Scifi Theater: Goldor $ Mythyka and Geek!


Goldor $ Mythyka
New Georges at the New Ohio Theater
written by Lynn Cohen
directed by Shana Gold
April 6, 2013

Geek!
Vampire Cowboys at Incubator Arts Project
written by Crystal Skillman
directed by Robert Ross Parker
April 11, 2013

Actually, this pair of shows aren't quite SF theater. But they're close, since they both take the role of fandom (especially the scifi/fantasy/comics fan) as their subjects.

Goldor (Garrett Neergaard), Mythyka (Jenny Seastone Stern),
and their DJ-commentator (Bobby Moreno)
Photo credit: Jim Baldassare
Basically, Goldor $ Mythyka revisits the Bonnie & Clyde myth. Its title characters are a pair of social misfits who find their ideal selves in role-playing games. Emboldened by their fantasy lives, they stage a heist and become folk heroes. But with a halfling on the way, Mythyka abandons fantasy and Goldor's revolutionary self-aggrandizement. The playwright adds flesh to the conventional arc by reframing the American myth of self-creation in light of the Great Recession. Her smartest twist is to suggest that parenting, in a sense, is a valid mode of self-creation. The play's only flaw is an onstage MC who comments on the drama. Though played by Bobby Moreno with charm and crack timing, the role's only substantive purpose is to exposit subtext that lies under the dialogue. The play's strong enough, with snazzy projections to set the scene and a cast of confident young and not-young actors, to establish its own identity.

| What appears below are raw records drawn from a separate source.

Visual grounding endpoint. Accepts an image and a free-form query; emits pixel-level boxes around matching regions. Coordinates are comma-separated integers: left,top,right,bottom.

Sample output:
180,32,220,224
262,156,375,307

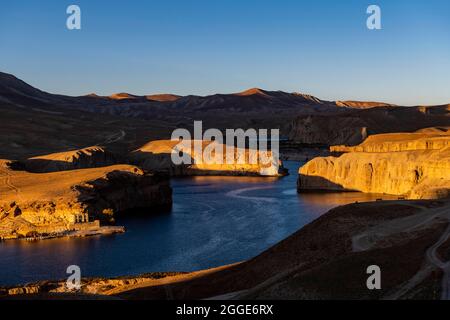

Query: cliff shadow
297,174,356,193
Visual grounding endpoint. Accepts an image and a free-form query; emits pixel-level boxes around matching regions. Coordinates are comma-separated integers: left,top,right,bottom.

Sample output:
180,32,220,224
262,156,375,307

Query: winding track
426,224,450,300
352,202,450,299
102,129,126,145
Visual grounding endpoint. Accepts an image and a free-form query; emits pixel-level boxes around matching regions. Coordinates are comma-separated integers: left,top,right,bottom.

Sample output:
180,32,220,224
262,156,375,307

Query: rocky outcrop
17,146,119,173
130,140,285,177
331,130,450,153
298,131,450,199
74,169,172,219
0,161,171,239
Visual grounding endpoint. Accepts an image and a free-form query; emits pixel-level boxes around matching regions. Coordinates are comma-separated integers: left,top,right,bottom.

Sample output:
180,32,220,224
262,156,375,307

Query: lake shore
3,198,448,300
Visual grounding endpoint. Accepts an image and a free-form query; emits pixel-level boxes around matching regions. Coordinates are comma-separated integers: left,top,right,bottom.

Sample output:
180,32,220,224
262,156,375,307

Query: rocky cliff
331,129,450,153
0,161,171,239
298,131,450,199
130,140,284,177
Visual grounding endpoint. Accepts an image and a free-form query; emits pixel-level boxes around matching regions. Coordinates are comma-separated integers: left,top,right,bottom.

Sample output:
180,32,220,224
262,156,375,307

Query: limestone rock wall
331,132,450,153
131,140,283,177
0,164,172,239
298,133,450,199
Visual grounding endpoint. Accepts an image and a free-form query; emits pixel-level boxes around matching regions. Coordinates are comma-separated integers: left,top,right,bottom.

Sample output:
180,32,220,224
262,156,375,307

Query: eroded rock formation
0,161,171,239
18,146,119,173
130,140,284,177
298,130,450,199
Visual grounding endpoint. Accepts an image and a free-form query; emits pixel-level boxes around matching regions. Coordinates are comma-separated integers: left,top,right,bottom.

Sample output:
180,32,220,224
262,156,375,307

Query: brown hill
289,105,450,146
17,146,119,173
1,71,449,152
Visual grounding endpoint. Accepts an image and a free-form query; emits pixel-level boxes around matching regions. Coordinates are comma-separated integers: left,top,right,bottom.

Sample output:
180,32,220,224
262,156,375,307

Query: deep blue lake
0,161,391,286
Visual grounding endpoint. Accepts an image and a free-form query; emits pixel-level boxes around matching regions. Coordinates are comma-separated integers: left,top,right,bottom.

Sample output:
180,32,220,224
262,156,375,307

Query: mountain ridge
0,71,418,111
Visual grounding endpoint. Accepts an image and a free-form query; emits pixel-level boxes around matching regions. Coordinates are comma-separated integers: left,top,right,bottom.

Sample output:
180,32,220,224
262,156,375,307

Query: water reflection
299,192,398,207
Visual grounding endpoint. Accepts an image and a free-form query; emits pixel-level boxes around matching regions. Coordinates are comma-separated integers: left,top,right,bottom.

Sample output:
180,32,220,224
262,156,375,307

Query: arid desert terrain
0,71,449,299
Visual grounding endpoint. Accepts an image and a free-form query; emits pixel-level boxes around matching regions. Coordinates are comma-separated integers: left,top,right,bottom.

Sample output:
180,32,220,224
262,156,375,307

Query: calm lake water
0,161,392,286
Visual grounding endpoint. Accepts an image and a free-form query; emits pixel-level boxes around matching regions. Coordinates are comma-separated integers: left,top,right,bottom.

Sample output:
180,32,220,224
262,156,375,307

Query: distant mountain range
0,71,449,159
0,71,395,116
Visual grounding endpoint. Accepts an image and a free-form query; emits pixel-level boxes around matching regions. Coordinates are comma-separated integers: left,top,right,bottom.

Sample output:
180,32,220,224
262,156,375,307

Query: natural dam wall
130,140,284,177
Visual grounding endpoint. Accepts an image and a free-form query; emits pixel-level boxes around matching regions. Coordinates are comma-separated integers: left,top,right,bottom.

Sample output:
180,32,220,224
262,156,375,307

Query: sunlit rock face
298,129,450,199
0,162,172,239
18,146,119,173
130,140,284,177
330,131,450,153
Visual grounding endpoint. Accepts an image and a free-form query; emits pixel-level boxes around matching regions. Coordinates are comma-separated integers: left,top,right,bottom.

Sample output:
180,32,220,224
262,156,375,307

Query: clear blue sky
1,0,449,105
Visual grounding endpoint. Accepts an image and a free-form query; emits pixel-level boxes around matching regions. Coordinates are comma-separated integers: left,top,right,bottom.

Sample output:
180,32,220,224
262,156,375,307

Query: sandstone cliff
130,140,284,177
298,131,450,199
0,161,171,239
331,129,450,153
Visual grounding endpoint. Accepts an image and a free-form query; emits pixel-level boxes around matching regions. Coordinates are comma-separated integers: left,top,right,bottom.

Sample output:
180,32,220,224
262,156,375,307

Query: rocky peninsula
0,138,286,241
131,139,285,177
0,160,172,240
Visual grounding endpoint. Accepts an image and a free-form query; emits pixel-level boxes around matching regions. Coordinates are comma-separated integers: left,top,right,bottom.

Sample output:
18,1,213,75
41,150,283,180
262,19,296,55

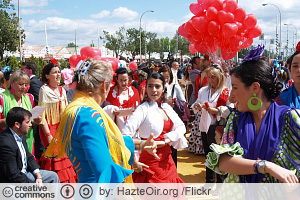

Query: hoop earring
144,93,150,102
10,87,14,95
247,93,262,111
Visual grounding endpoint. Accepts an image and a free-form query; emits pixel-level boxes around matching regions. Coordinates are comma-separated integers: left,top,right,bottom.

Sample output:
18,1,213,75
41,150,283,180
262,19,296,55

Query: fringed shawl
44,91,133,183
38,85,68,125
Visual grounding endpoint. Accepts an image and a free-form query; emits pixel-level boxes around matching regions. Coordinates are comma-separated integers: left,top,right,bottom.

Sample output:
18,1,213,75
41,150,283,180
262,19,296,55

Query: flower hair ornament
50,58,59,66
2,66,10,74
242,44,265,62
75,60,92,82
296,41,300,52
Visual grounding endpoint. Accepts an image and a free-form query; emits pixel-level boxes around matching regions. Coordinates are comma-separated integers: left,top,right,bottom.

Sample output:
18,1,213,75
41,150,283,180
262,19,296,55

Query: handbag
171,84,190,122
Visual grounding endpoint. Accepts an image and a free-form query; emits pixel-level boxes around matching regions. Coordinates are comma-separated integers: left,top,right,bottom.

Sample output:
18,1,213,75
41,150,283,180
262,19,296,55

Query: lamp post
139,10,154,64
262,3,281,58
286,24,297,52
18,0,22,61
284,24,289,57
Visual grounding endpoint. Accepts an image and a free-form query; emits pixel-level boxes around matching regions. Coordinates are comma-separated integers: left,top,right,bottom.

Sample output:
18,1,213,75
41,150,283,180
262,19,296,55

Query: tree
67,42,77,47
58,58,68,69
0,0,25,61
100,27,125,58
146,32,158,60
28,55,46,78
7,55,18,70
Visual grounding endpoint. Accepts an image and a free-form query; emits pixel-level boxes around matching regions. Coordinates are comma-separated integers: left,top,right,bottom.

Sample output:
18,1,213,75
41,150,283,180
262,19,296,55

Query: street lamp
262,3,281,58
285,24,298,52
18,0,22,61
284,24,289,57
139,10,154,64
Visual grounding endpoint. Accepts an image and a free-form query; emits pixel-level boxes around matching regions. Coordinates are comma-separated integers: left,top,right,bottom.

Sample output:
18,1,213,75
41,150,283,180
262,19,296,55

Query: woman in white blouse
189,64,233,183
122,72,187,183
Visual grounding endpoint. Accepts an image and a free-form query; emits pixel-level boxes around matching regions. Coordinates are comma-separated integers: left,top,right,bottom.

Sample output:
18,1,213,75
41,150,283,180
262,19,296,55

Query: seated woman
44,59,158,183
104,67,140,131
122,72,187,183
205,45,299,186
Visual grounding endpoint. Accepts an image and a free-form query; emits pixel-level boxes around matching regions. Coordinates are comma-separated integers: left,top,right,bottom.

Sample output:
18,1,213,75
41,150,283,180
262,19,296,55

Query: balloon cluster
69,46,138,73
178,0,262,60
69,46,121,72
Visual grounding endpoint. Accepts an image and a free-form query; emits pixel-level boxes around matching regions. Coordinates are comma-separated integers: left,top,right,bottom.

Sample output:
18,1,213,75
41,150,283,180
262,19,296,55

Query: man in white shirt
0,107,59,183
171,61,180,85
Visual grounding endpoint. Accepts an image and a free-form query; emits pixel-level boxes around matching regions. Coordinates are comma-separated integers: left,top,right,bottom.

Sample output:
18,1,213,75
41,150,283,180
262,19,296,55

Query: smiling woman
122,72,187,183
0,70,38,154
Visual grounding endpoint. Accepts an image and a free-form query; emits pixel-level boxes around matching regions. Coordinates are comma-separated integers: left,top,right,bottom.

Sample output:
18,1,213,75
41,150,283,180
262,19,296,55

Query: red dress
39,87,77,183
133,118,184,183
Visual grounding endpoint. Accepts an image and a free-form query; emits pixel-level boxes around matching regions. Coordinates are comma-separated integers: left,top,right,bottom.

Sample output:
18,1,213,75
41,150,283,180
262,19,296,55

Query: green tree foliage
58,58,68,69
0,60,6,68
0,0,25,61
100,27,125,58
28,55,46,78
7,55,18,70
67,42,77,47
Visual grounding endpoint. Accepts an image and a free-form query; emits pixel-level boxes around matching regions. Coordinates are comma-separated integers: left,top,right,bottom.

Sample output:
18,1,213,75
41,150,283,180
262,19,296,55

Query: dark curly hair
230,59,282,101
41,63,60,84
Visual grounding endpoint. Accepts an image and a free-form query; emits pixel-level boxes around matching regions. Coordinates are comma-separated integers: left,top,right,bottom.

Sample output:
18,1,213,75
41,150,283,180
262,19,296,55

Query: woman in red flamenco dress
38,62,77,183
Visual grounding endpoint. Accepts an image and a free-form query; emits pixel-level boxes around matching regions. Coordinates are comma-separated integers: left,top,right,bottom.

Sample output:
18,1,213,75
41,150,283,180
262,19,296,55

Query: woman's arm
40,120,52,144
219,154,299,183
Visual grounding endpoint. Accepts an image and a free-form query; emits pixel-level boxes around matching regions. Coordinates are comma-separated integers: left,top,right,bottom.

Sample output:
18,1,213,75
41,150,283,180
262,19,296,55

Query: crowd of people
0,43,299,188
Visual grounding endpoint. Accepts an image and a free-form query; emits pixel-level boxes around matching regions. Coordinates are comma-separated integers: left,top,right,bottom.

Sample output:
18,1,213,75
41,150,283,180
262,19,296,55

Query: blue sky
10,0,300,55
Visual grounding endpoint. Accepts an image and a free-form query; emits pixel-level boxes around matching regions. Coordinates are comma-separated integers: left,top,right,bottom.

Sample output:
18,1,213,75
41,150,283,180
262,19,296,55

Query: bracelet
253,160,260,174
140,140,145,151
45,132,51,137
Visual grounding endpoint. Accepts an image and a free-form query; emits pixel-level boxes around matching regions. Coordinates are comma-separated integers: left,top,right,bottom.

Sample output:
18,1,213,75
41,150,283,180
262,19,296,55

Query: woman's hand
203,105,219,115
193,103,202,111
132,161,149,173
265,161,299,183
142,133,160,160
46,134,53,145
32,117,42,126
113,108,120,116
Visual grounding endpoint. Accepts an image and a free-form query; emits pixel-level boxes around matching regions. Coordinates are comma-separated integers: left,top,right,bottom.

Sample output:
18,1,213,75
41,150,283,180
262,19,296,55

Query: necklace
207,88,221,103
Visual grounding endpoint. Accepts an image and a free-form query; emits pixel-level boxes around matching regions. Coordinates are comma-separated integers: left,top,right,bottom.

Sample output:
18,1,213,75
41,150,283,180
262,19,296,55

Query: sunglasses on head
210,64,223,73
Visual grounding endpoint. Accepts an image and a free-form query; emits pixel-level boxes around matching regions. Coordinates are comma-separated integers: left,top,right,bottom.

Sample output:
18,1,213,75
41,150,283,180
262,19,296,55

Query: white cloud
90,10,110,19
111,7,138,21
12,0,48,7
21,8,61,15
183,13,194,21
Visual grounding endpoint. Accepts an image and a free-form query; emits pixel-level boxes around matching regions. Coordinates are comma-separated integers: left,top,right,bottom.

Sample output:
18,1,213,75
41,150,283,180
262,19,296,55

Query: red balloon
193,32,204,42
187,36,196,44
178,24,190,38
100,57,109,62
221,49,237,60
93,55,102,60
218,11,234,25
222,23,238,39
241,38,253,48
206,7,218,21
192,16,208,32
129,61,138,71
247,25,262,38
189,44,197,54
69,55,82,68
195,42,207,54
243,14,257,30
235,22,244,35
185,20,198,36
208,21,220,36
80,46,94,60
223,0,238,13
211,0,223,11
234,7,246,22
203,0,214,10
92,48,101,57
189,3,204,16
108,58,119,72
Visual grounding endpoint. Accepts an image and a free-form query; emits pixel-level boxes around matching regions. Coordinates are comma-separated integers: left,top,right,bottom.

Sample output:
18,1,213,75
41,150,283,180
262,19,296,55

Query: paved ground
177,149,206,183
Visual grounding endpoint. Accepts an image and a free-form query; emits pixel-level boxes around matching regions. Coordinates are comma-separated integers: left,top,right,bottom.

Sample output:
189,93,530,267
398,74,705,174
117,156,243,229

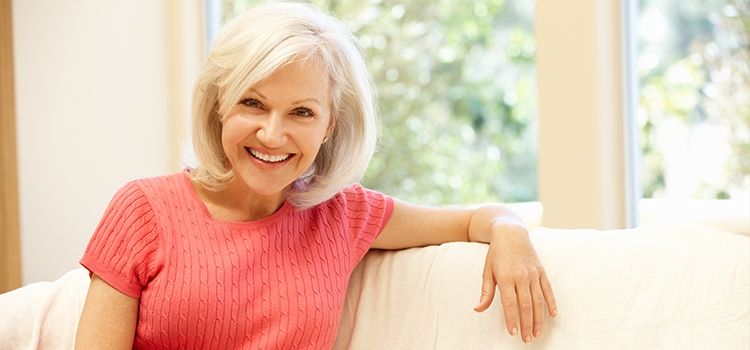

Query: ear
325,112,337,139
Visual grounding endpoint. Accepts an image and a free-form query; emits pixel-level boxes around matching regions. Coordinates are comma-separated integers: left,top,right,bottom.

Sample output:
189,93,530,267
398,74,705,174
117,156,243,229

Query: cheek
220,119,248,155
299,128,326,154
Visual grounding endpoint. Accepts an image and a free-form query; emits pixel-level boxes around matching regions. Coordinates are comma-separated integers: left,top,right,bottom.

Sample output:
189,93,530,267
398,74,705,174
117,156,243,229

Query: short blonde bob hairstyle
187,2,378,208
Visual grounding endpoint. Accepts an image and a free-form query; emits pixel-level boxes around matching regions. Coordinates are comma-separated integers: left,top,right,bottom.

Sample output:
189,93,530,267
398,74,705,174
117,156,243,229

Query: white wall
12,1,198,284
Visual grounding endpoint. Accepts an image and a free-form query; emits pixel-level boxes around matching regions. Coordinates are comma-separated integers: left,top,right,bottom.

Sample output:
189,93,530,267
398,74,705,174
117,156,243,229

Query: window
220,0,538,206
637,0,749,201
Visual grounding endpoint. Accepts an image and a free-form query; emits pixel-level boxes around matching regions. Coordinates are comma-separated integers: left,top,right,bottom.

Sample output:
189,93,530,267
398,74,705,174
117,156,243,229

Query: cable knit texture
80,171,393,349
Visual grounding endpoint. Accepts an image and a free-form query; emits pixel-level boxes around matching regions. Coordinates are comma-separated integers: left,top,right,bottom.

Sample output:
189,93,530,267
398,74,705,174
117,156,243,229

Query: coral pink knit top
80,171,393,349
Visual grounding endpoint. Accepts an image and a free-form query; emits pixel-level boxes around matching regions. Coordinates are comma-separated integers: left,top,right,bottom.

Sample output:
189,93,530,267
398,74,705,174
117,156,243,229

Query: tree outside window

Geek!, meanwhile, follows a pair of cosplayers through an actual convention. The two teens revel in the sense of belonging that dressing as manga characters offers them, but find that identity is more complex than pursuing an obsession, adopting a costume, or even abandoning those passions to stand alone. The sentiment that sorority and support is necessary could easily devolve into glib phrasing about belonging to a like-minded community. But Geek! goes beyond that by showing that self-disclosure (in this case, mourning a friend and sibling's suicide) is individualized and intimate. But that theme sounds heavy, which is the opposite of Geek!. Playwright Skillman knows pop subculture and, with director Robert Ross Parker and an exuberant design team, translates it into imaginative theatrics: dayglo hairdos and a steampunk cuirass; DIY YouTube videos that serve as flashbacks; crossdressing and crosscasting; a multiracial cast with a range of body types. It features plenty of stage combat―always a plus―yet it resolves the rivalry between two girls (not over a guy, incidentally) by joining them in friendship. 
The Geek! trio of Emily Williams,
Allison Buck, and Becky Byers

G$M and Geek! are both smart shows. Both have advantages and drawbacks, both succeed on their terms (modest) and Off-Off-B'way budgets (also modest), and both are fun and smart evenings at the theater. More broadly, taken together, Geek! and G$M suggest that American culture has converted everyone into “fans” of one thing or another. Fandom is an aid to self-discovery and the foundation of a community, a path to belonging. But that fact raises a dicey proposition: much of what we're fans of is corporate-owned (in my case, it's Marvel comics and Yankees baseball). So we're required to tithe to the owners (not the comics artists, not the ballplayers, note) to understand ourselves and discover others. Of the two, Geek! is more optimistic, maybe because it's less socially engaged than G$M. It finds a subversive streak in the DIY ethos of cosplay and in geekdom generally. G$M is more of a romance―like late Shakespearean plays, it leaps ahead 17 years to resolve its family triad. But both ultimately claim that eccentric passion strengthens a person only when it's shared with another.